Moli tries to solve this. And their tagline highlights that the ability to manage separate profiles also helps users “control their privacy.”
(I found it troubling, however, that they required my e-mail, zip code, birthdate and gender to sign up, especially since Latanya Sweeney has shown that 87 percent of Americans can be personally identified by knowing only their zip code, birthdate and gender. Seems I’ve given up a lot of privacy just to sign up for a service that is meant to help me control it.)
Technology Review contacted me to ask if I thought users would be willing to make the effort to manage multiple profiles in order to protect their privacy, and I said that sure, there are always some who are concerned enough about their privacy that they are willing to take extra (perhaps inefficient) steps to protect their personal information.

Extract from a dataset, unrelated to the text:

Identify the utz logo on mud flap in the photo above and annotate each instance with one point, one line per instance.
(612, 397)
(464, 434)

I also noted that I was surprised Facebook hasn’t already done this (note: Facebook does have extensive privacy settings to restrict who can see what about you, but I find their execution overly-complex).
That said, I also expressed concern that Moli, while pitching themselves as privacy-friendly, might actually pose a greater threat to user privacy than Facebook. Given that I have less control over who can see my profile at Facebook, there is some information I’m simply not willing to share on that platform. But since Moli provides me a simple way to manage multiple personae, it is perhaps more likely that I would divulge more personal information. If I can create 4 different personae (say, one highlighting my professional life, one detailing my music and cultural interests, one focusing on my sexual fetishes, and one for my family members), I certainly will be disclosing much more personal information than my single Facebook profile. And while I can set the privacy levels for each profile, Moli gets to see it all….all linked to my single account with a common e-mail address, zip code, birthdate and gender.
What do you believe we can do about this?